Link Analysis and Searching with Webometric Analyst via the Bing API
Using the Bing API for direct link searches
Key points:
- Hyperlink searches are not possible in Bing and so this section refers to URL citation or title mention direct link searches.
- Weighted direct link networks of up to 22 sites can be calculated. Because of the disable host collapsing issue below, in theory it is not be possible to count how many direct links there are from site A to Site B, only whether there is at least one such link. In practice, weighted networks can also be calculated as Bing sometimes automatically disables host collapsing itself - although this may not be reliable. To construct a weighted direct link network for n sites, assuming that there are a maximum of 1000 results for each query, up to 20* (n^2-n) queries are needed. With this, the largest n such that 20 * (n^2-n) < 5000 and all the searches can be submitted within a month is 22.
- Unweighted direct link networks of up to 71 sites can be calculated. To construct a network diagram for n web sites, n^2-n searches are needed. These can be configured to return only 1 page of results. With this, the largest n such that n^2-n < 5000 and all the searches can be submitted within a month is 71.

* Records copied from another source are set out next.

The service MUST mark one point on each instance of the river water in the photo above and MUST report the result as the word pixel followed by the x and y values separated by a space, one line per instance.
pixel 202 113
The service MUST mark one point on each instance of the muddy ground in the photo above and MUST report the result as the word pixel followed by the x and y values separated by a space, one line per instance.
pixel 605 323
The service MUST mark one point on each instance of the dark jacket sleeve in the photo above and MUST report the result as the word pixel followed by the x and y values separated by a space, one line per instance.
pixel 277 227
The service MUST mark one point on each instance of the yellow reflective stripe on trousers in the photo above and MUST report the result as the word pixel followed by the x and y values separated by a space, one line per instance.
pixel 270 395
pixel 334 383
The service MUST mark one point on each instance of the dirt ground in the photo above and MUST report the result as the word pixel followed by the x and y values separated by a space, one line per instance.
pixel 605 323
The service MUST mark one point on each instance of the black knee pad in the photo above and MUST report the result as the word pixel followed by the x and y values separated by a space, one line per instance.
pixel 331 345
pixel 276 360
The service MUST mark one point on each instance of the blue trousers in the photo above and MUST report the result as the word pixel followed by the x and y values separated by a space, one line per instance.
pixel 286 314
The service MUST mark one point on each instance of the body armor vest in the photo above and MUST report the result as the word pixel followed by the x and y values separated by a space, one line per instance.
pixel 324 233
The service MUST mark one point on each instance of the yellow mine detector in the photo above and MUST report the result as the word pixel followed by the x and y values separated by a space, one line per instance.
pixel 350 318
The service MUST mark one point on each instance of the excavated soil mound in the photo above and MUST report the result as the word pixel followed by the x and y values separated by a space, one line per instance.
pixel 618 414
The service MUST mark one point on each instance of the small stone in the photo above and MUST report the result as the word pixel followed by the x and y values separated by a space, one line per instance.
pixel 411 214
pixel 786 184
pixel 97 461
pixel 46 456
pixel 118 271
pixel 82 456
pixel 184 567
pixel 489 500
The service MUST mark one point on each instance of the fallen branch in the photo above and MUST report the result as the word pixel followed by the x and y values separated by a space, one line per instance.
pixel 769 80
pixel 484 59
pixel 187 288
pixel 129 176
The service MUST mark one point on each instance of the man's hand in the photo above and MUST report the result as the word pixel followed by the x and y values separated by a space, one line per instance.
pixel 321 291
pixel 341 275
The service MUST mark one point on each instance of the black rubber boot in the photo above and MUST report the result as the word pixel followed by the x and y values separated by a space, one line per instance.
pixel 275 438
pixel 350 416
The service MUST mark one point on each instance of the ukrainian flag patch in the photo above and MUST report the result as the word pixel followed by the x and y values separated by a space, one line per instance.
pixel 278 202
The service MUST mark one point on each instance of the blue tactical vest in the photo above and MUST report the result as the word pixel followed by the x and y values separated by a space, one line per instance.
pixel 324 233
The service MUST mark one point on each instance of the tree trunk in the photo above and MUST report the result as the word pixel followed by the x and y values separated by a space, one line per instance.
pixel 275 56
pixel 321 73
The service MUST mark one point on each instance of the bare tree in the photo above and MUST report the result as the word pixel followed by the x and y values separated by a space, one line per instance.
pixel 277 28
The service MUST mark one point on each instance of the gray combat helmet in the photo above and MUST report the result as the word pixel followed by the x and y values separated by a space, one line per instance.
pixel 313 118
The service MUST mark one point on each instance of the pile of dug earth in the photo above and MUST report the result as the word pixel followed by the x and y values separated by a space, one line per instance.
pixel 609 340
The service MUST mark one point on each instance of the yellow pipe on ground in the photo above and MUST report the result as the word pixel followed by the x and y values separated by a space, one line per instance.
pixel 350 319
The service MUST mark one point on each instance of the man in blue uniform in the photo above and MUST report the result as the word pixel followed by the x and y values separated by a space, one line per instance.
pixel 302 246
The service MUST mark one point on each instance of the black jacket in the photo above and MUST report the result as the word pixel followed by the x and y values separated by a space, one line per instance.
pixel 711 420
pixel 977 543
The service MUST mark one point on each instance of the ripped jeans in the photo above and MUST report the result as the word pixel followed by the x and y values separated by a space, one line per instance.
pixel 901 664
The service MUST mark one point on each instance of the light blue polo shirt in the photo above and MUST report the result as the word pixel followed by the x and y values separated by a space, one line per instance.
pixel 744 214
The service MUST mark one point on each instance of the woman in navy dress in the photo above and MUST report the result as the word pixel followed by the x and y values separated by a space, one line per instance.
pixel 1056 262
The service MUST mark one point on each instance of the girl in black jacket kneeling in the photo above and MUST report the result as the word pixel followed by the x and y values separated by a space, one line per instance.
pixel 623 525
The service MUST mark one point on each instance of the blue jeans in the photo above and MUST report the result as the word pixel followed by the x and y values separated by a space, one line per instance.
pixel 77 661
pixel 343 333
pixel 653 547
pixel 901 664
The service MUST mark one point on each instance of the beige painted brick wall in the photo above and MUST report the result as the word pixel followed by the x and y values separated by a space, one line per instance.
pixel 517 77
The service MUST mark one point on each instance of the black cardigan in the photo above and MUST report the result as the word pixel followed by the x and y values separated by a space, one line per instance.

To construct a weighted network direct link network, an unweighted or weighted direct link network for > 71 sites or a hyperlink direct link network, use SocSciBot instead. Note that SocSciBot is slower and cannot cope with large web sites.
Using the Bing API for co-inlink searches
Key points:
- Hyperlink searches are not possible in Bing and so this section refers to URL citation or title mention co-in link searches.
- Because of the absence of hit count estimates discussed below,
- Weighted co-inlink networks of up to 22 sites can be calculated. To construct a network diagram for n web sites, (n^2-n)/2 searches are needed. Each search may take up to 20 queries. With this, the largest n such that 20*(n^2-n)/2 < 5000 and all the searches can be submitted within a month is 22.
- Unweighted co-inlink networks of up to 100 sites can be calculated. As above but setting the maximum number of pages of results per query to 1.
To construct larger networks than above, additional queries could be bought from Bing Azure service. Note that SocSciBot cannot normally be used for co-inlink networks because the co-inlinks could originate from anywhere in the web and SocSciBot can only crawl a limited number of web sites and not the whole web.
Using the Bing API for Webometric research after July 2012
Key points:
- Each user gets a maximum of 5,000 queries per month and must sign up to get these. Since each query uses up to 20 separate searches, one per page of results, this may limit the monthly number of queries to as few as 250.
- The results are not the same as those from the main Bing web interface and there seem to be much fewer matches returned.
- Searches do not return hit count estimates and are therefore no longer useful for webometric purposes involving calculating or comparing hit counts where some of the results are likely to be over 1,000. Using level 1 query splitting, this can be extended to 2000 by trebling the number of searches, 4000 by multiplying the number of searches by 7 (level 2) and 8000 by multiplying the number of searches by 15 (level 3) but this will quickly use up the 5000 queries per month allowed. For example with level 3 query splitting then the number of queries per month could be as few as 16 (i.e., 250/15).
- It is not possible to get more than 50 results if the disable host collapsing option is selected. Hence it is no longer possible to get the number of matches for queries that have multiple matches >2) on one or more web sites. It is also no longer possible to estimate or count the number of matches that a search gets on a single web site.